We then removed the unnecessary rows "AI", "Artificial Intelligence", "NLP" and "Natural Language Processing".

data_skills_tidy <- data_skills_2[- c(16, 17, 19, 20), ]

We mutuated the data frame to generate another new column Percentage. Percentage was calculated by dividing the total number of each skill by the overall total of all skills.

data_skills_tidy <- data_skills_tidy %>% mutate(Percentage = Total_Mention/sum(Total_Mention))
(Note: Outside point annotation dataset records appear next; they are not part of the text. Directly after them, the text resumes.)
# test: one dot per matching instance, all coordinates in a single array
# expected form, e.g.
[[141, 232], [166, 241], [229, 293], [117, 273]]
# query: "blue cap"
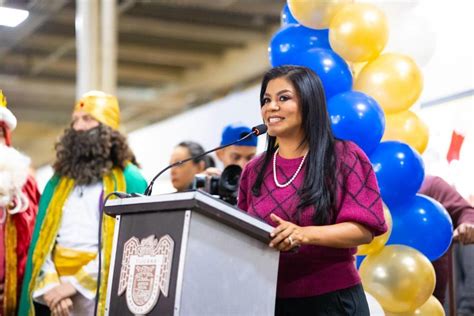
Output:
[[235, 131]]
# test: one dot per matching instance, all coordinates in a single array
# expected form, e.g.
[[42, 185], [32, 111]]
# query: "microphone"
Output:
[[256, 130]]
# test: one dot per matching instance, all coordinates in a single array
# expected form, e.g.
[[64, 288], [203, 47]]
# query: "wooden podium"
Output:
[[189, 254]]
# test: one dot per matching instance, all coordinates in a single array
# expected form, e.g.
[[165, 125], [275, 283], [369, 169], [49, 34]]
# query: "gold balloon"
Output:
[[407, 127], [315, 14], [393, 80], [358, 32], [432, 307], [379, 241], [399, 277], [356, 68]]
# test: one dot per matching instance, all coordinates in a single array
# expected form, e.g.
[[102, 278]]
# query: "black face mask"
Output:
[[84, 156]]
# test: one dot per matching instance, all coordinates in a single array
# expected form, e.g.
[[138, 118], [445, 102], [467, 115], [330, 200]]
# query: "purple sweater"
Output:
[[315, 270]]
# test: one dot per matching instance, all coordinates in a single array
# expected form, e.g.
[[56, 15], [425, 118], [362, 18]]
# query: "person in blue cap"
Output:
[[241, 153]]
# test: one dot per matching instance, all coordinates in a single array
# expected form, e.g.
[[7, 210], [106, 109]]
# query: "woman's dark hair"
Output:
[[194, 150], [319, 187]]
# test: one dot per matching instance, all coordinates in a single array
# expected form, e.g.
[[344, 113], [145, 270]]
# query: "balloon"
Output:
[[359, 260], [399, 277], [432, 307], [356, 68], [407, 127], [394, 80], [286, 17], [316, 14], [424, 224], [412, 35], [292, 40], [330, 67], [375, 308], [357, 117], [358, 32], [399, 170], [378, 242]]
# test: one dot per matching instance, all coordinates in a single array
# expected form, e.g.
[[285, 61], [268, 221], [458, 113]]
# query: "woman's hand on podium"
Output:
[[286, 236]]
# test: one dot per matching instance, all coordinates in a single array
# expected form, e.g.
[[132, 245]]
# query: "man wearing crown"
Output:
[[19, 199], [93, 159]]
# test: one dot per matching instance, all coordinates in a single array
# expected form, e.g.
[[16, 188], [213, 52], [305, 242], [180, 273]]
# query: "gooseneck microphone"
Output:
[[256, 130]]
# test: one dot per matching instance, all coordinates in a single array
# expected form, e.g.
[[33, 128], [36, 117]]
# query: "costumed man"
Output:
[[19, 197], [93, 159]]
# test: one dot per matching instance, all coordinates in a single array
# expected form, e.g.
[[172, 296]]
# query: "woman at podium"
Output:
[[320, 193]]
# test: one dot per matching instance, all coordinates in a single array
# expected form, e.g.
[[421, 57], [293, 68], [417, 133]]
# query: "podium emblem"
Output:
[[145, 272]]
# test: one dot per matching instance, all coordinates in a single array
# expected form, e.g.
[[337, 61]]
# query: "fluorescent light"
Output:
[[12, 17]]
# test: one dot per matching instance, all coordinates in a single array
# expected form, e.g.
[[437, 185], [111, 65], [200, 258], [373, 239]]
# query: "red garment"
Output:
[[460, 211], [24, 223], [315, 270]]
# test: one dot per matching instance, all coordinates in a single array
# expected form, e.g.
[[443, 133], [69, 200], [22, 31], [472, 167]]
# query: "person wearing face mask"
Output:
[[93, 159], [19, 197], [320, 194], [182, 176]]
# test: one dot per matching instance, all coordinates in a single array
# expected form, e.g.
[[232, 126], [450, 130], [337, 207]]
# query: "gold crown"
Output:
[[3, 100], [6, 115], [101, 106]]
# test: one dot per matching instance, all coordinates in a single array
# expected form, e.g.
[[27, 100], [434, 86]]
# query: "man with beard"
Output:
[[92, 160], [19, 198]]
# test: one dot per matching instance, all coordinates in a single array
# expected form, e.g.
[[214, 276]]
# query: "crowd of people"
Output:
[[307, 184]]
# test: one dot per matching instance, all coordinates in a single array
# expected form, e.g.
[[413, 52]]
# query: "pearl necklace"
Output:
[[284, 185]]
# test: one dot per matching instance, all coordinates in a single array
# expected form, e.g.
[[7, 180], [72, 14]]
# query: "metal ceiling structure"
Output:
[[172, 55]]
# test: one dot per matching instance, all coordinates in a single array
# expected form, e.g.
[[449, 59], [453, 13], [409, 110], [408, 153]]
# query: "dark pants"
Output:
[[351, 301], [41, 310]]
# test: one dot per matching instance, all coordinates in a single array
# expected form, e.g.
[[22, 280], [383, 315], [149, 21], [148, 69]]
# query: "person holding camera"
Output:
[[241, 153], [319, 192], [182, 176]]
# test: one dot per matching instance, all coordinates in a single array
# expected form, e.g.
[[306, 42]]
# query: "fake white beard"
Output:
[[14, 169]]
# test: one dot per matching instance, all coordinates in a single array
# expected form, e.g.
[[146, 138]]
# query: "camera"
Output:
[[225, 186]]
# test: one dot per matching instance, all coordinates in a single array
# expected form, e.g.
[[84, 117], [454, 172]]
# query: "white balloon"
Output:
[[412, 35], [374, 306]]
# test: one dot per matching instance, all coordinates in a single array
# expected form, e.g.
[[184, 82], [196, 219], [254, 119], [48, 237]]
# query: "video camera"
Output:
[[225, 186]]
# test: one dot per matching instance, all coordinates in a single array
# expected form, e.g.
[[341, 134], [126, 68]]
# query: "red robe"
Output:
[[15, 259]]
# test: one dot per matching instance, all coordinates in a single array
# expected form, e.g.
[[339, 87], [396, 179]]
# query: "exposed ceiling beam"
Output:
[[132, 53], [236, 66], [11, 38], [69, 45], [178, 30], [261, 7], [138, 74], [56, 95]]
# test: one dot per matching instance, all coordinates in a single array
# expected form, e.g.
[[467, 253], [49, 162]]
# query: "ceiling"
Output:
[[172, 55]]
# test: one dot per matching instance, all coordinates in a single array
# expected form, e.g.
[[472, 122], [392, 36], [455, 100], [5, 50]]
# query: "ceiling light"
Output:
[[12, 17]]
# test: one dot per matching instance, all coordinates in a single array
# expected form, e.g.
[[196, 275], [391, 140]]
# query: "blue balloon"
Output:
[[330, 67], [357, 117], [399, 170], [359, 260], [286, 17], [424, 224], [289, 41]]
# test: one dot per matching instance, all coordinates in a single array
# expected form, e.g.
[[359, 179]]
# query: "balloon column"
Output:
[[369, 92]]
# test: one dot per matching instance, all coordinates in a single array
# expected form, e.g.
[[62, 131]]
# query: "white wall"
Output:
[[153, 144], [450, 70]]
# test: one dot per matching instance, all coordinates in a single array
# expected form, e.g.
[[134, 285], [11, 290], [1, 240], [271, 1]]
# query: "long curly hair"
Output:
[[87, 156]]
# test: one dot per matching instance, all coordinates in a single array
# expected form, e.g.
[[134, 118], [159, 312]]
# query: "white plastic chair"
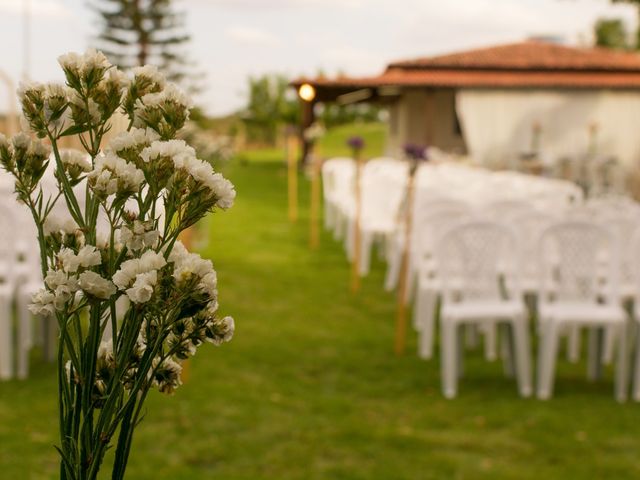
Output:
[[383, 187], [337, 186], [471, 259], [7, 287], [578, 298]]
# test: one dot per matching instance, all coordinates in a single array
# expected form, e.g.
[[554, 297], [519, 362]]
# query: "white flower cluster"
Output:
[[83, 64], [184, 159], [113, 174], [59, 224], [169, 94], [192, 267], [133, 139], [91, 107], [138, 276], [139, 236], [88, 256], [166, 375], [170, 149], [64, 282], [75, 162], [75, 158]]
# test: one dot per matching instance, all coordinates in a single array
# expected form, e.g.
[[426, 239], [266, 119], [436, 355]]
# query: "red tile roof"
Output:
[[530, 64], [530, 55]]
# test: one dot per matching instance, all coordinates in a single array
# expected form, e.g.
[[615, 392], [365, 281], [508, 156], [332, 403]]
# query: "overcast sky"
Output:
[[236, 38]]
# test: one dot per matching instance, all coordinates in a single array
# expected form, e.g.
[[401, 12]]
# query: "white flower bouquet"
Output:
[[130, 301]]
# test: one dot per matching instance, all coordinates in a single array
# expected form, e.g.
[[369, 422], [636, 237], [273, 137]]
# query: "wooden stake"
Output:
[[292, 178], [403, 287], [314, 211], [186, 237], [355, 265]]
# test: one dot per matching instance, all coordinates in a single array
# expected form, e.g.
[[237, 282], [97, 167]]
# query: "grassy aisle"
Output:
[[310, 388]]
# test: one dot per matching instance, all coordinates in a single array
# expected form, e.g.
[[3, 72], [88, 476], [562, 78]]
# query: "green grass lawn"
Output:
[[310, 387]]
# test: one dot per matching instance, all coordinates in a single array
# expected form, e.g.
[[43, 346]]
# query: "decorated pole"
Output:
[[314, 213], [292, 178], [312, 135], [415, 154], [356, 144]]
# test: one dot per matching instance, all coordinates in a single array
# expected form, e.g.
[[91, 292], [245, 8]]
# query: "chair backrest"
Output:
[[430, 225], [503, 209], [337, 177], [472, 257], [623, 227], [384, 187], [529, 227], [571, 255]]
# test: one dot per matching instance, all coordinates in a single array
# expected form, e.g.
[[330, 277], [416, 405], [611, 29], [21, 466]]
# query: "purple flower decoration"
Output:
[[356, 143], [415, 152]]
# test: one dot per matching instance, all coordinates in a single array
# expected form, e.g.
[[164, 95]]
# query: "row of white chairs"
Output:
[[478, 282], [449, 194]]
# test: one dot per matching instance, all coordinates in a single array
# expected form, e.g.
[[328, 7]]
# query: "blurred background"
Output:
[[529, 101]]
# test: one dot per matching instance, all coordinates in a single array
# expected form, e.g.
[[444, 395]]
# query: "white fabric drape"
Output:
[[498, 124]]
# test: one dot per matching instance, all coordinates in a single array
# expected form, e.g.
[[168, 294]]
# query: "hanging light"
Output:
[[307, 92]]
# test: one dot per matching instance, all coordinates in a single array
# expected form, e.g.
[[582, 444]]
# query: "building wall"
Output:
[[425, 117], [499, 123]]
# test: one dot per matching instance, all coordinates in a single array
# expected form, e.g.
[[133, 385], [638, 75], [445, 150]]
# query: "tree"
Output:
[[611, 33], [635, 3], [272, 104], [139, 32]]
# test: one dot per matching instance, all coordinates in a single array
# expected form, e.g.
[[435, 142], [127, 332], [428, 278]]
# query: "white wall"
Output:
[[424, 117], [497, 124]]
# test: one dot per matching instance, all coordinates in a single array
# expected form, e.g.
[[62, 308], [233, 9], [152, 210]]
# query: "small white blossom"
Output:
[[133, 139], [74, 158], [95, 285], [222, 330], [142, 288], [166, 375], [151, 73], [142, 235], [130, 269], [86, 257], [113, 174], [169, 149], [21, 141], [63, 286], [42, 303], [59, 224]]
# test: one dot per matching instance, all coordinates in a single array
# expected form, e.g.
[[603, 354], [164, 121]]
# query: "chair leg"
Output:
[[366, 244], [460, 351], [24, 337], [548, 354], [490, 342], [472, 336], [507, 349], [610, 338], [339, 227], [6, 340], [594, 367], [622, 368], [329, 216], [393, 270], [448, 358], [573, 347], [349, 238], [522, 357], [636, 369], [424, 317]]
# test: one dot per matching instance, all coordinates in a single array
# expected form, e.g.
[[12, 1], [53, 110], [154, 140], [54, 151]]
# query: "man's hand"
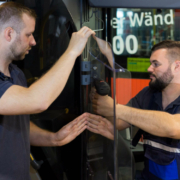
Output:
[[70, 131], [105, 49], [79, 40], [99, 125], [103, 105]]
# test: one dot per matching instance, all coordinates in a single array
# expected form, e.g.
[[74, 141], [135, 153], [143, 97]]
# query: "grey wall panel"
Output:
[[136, 3], [73, 7]]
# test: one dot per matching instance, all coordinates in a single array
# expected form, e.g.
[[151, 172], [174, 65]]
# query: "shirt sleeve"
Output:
[[4, 85]]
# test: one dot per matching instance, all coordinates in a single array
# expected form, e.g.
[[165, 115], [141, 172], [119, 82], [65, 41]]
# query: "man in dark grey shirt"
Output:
[[17, 24]]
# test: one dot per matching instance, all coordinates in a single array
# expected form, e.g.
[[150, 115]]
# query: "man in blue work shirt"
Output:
[[17, 24], [155, 110]]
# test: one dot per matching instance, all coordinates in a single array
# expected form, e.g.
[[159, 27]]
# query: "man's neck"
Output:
[[4, 67], [170, 93]]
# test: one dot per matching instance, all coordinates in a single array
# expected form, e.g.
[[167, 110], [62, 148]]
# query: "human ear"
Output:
[[9, 33], [177, 65]]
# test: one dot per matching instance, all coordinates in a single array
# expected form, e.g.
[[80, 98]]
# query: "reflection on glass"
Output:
[[108, 159]]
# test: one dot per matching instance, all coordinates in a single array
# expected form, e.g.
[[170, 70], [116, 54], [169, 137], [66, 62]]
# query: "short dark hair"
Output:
[[11, 14], [173, 49]]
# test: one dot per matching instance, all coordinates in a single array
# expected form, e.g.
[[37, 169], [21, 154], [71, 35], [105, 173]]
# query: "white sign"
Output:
[[139, 19]]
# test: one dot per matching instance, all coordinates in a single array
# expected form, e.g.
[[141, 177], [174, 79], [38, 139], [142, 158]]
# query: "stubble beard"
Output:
[[162, 82], [15, 53]]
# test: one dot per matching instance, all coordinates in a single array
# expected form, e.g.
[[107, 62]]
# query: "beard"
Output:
[[16, 52], [162, 82]]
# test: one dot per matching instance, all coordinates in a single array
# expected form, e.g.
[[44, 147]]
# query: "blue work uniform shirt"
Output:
[[162, 155], [14, 134]]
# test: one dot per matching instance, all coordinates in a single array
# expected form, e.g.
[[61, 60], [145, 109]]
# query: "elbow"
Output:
[[41, 106], [174, 132]]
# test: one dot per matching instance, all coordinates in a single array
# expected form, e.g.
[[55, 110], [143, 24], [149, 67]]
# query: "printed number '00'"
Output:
[[131, 44]]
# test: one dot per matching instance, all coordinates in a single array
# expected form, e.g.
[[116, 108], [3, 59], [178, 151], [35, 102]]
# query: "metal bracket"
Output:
[[85, 79], [85, 66]]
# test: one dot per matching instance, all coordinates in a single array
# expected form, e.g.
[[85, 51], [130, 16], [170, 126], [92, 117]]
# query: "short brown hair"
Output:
[[11, 15], [173, 49]]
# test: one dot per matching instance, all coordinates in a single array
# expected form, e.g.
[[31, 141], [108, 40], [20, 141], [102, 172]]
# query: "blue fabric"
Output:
[[165, 172], [168, 170]]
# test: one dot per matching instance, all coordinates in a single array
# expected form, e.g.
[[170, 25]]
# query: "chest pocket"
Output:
[[162, 163]]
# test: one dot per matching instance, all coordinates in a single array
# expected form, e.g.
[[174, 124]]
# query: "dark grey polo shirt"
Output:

Analysis and Visualization

Bar Plot

Using the ggplot2 package, we created a bar plot that shows the total frequency of each data science skill mentioned in the jobboards, ranked from highest to lowest. ##Treemap Using the treemap package, we create a treemap to show the percentage of each data science skill in respect to total.

Word Cloud

Using the wordcloud package, we decided to visually determine the most popular words in our data set. We used Data Science Tutorial YouTube Channel YouTube.com as a reference.

Conclusions

We observed the top five keyword/skills mentioned by post throughout the different platforms were Machine Learning, Analysis, Statistics, Computer Science and Communication. These keywords/skills ranked differently across platforms.

In LinkedIn, the rank was as follows: Machine Learning, Analysis, Statistics, Computer Science and Communication.

In Indeed and Simply Hired, the rank was as follows: Analysis, Machine Learning, Statistics, Computer Science and Communication.

In Monster, the rank was as follows: Analysis, Statistics, Machine Learning, Communication and Computer Science.